In many ways, I feel so much more comfortable as a teacher. I understand that reaching your potential as a teacher isn’t necessarily about learning what is left to learn, but more about how receptive you are willing to be to learn how to best meet the needs of your students. Most of us like to believe that we are endlessly open-minded, but I think the truth is that we all are limited by:
- The ability to acknowledge that we have a comfort zone
- Where the boundaries of that comfort zone are
- Our willingness to expand those boundaries
Anyway, here are some reflections I’ve made as I’ve thought about my ten years:
- When I began, I thought if I zeroed in on delivering content in an engaging way, the rest would take care of itself. I still believe this, but realize that all students experience trauma that is damaging relative to their unique experiences. Attending to those needs comes first, always.
- I used to believe that if students saw me get angry every once in a while, that it would show them how much I care. All it really does is show them that you can get angry.

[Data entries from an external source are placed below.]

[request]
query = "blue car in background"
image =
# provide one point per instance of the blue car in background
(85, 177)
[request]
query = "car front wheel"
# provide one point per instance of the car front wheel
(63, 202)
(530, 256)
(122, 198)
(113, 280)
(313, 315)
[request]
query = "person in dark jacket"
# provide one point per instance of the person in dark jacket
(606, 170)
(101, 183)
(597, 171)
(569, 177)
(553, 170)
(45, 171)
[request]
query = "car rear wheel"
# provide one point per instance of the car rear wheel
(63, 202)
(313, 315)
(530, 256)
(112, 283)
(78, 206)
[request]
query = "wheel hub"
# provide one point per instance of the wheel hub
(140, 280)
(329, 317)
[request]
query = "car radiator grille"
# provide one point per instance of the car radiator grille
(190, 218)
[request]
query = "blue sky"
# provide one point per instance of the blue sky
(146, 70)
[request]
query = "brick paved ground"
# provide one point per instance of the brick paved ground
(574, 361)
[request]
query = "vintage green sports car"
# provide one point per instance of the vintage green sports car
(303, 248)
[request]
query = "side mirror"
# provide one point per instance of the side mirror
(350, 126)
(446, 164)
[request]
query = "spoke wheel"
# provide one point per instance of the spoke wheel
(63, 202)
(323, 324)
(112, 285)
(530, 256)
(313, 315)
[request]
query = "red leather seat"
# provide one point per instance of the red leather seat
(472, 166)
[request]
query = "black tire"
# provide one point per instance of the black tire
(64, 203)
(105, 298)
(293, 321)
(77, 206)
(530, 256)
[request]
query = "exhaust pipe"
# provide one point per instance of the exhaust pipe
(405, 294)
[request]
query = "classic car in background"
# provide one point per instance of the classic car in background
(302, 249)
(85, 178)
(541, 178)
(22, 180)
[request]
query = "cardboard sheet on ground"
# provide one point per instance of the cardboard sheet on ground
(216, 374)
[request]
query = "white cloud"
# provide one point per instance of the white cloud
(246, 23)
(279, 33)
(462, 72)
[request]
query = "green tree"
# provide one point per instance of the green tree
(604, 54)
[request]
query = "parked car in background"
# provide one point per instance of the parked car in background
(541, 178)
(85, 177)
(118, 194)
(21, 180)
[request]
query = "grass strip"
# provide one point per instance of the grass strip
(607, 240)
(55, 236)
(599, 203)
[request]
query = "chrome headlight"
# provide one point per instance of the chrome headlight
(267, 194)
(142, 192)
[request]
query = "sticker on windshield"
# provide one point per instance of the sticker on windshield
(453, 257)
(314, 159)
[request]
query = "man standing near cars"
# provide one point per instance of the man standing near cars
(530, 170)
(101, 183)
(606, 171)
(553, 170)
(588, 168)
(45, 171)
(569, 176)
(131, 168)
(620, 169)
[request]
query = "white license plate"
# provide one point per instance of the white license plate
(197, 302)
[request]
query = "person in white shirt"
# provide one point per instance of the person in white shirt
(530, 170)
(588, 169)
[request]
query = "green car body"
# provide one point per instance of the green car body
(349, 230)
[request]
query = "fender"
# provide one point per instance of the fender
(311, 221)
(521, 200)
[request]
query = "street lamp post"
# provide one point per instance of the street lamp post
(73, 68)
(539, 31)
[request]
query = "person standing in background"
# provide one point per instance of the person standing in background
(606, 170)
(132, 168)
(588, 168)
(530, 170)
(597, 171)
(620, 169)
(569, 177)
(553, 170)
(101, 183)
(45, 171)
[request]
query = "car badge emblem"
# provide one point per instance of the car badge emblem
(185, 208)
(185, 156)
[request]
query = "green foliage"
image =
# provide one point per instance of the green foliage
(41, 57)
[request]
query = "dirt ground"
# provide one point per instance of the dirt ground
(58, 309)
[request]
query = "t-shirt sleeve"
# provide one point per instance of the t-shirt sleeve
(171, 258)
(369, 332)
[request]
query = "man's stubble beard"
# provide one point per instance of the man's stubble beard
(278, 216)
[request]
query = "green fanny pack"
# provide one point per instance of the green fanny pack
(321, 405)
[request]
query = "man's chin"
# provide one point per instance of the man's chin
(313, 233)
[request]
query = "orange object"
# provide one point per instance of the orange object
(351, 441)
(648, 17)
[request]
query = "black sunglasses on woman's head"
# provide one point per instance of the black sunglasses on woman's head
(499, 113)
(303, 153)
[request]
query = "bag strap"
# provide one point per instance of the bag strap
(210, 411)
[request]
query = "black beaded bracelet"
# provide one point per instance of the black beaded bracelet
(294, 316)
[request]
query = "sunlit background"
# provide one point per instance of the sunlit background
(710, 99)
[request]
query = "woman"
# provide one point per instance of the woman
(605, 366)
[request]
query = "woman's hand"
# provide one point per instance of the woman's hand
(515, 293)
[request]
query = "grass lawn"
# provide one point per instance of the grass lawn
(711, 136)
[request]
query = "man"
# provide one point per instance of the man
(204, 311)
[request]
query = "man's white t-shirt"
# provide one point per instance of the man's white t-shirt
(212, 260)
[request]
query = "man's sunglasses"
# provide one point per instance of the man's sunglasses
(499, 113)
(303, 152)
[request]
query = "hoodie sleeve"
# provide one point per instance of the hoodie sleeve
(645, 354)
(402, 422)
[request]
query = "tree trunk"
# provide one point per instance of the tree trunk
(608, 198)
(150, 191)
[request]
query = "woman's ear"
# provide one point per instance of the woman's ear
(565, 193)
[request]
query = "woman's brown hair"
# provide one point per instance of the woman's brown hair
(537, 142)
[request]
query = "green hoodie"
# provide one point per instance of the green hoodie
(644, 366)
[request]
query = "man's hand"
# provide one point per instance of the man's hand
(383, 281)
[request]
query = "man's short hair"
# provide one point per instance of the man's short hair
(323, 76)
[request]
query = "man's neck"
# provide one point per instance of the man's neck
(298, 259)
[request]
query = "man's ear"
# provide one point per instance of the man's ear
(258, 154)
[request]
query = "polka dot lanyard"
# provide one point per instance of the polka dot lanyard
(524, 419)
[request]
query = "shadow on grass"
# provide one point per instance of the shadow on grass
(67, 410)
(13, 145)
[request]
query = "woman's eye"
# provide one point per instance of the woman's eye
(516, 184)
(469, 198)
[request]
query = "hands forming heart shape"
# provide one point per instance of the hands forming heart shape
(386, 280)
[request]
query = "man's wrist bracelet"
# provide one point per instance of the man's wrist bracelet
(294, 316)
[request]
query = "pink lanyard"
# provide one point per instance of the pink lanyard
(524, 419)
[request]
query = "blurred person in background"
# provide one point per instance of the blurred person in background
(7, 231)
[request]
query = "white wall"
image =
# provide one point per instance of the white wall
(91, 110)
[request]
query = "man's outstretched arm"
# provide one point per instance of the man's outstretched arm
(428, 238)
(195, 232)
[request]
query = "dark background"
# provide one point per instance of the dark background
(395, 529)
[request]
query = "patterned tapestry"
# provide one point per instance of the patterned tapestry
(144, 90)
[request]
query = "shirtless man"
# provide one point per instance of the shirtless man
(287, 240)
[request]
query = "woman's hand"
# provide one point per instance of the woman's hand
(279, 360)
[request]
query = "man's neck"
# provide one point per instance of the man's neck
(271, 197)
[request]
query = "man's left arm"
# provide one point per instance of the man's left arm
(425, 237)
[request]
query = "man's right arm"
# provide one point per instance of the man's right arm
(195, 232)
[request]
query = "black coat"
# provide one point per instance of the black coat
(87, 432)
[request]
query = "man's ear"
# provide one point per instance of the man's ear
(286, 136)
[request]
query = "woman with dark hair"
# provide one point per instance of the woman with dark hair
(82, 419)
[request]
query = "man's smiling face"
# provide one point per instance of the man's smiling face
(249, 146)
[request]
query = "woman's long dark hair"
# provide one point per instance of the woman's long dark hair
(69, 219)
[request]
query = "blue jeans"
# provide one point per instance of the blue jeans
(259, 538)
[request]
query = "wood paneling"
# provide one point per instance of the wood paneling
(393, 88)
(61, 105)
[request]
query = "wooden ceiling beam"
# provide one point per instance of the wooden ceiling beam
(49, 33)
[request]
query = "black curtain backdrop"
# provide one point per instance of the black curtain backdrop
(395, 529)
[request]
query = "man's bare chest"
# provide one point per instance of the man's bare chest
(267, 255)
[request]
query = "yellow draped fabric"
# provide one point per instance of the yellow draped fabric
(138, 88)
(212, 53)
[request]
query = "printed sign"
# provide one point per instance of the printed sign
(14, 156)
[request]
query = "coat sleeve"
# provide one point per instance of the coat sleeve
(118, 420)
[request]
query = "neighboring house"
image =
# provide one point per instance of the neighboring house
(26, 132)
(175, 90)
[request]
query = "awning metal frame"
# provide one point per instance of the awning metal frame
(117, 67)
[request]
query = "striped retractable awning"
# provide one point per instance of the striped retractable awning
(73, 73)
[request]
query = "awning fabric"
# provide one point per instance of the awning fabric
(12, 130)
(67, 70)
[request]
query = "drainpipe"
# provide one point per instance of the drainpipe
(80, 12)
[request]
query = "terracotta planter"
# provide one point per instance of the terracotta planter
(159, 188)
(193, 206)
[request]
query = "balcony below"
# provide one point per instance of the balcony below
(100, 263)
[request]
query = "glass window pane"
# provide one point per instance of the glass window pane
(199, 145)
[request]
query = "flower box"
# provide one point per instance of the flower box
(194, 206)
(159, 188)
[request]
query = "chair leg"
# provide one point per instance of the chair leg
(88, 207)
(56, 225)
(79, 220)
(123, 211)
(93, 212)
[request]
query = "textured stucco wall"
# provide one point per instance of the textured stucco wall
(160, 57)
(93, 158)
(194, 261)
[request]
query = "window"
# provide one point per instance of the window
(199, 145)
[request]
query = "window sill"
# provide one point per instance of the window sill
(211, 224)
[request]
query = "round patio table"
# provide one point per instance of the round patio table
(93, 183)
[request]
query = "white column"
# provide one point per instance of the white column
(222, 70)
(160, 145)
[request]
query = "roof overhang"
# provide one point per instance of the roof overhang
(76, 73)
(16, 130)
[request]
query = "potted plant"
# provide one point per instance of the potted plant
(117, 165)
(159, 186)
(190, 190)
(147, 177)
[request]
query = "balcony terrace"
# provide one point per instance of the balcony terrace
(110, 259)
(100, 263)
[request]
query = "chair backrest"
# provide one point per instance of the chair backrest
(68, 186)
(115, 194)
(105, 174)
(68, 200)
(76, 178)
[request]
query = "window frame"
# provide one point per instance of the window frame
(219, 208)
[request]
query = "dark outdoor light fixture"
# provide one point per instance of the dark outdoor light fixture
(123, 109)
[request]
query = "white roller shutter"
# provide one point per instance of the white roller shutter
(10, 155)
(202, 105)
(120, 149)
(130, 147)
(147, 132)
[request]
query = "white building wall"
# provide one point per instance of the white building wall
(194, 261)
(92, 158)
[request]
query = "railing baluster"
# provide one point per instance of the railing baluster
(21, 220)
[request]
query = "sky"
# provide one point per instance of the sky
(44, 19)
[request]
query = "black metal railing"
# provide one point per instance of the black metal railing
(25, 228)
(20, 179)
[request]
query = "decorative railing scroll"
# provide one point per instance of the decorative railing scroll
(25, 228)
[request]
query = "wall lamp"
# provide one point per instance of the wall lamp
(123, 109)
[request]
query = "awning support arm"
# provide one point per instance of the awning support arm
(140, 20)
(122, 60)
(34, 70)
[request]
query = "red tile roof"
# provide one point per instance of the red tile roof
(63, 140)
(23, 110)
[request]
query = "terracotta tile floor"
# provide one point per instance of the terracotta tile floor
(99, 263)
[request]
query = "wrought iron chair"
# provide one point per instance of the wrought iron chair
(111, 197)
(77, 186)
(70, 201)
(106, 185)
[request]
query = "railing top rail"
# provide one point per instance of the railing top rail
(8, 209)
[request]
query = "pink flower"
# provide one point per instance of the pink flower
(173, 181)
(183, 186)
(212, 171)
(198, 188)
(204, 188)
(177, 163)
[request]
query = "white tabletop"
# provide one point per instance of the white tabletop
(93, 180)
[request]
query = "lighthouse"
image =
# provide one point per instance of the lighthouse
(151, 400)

- Making the decision a few years ago to not show anger in any way in the classroom was such an important change for me. I know my students notice it because they have made a lot of unprompted comments to me about it in their letters to me over the years.
- When I began, I probably wouldn’t have wanted my defining characteristic to be that I was “nice.” Now I believe it is the greatest compliment a student can give me.
- I really, really like teaching ELA. When I taught 3rd grade, it was the subject that inspired me on my way to school each morning. Being able to teach it all day in 4th grade has been a great motivator for me.
- Teaching as a parent is a different ballgame. It’s helped me be more understanding of my students’ needs but it is also time-consuming (duh). It has made me more efficient and effective during the hours of the school day.
I have long-term goals that involve impacting students from outside of the classroom someday. However, as each year passes, I decide to let the grass grow under my feet in the classroom. For me, the excitement for next year’s class continues to outweigh the possibility of impacting students from outside the classroom. I suppose when it doesn’t, I’ll know it’s time to pursue those long-term goals. I look forward to learning the lessons of what the next 10 years bring for me and my students!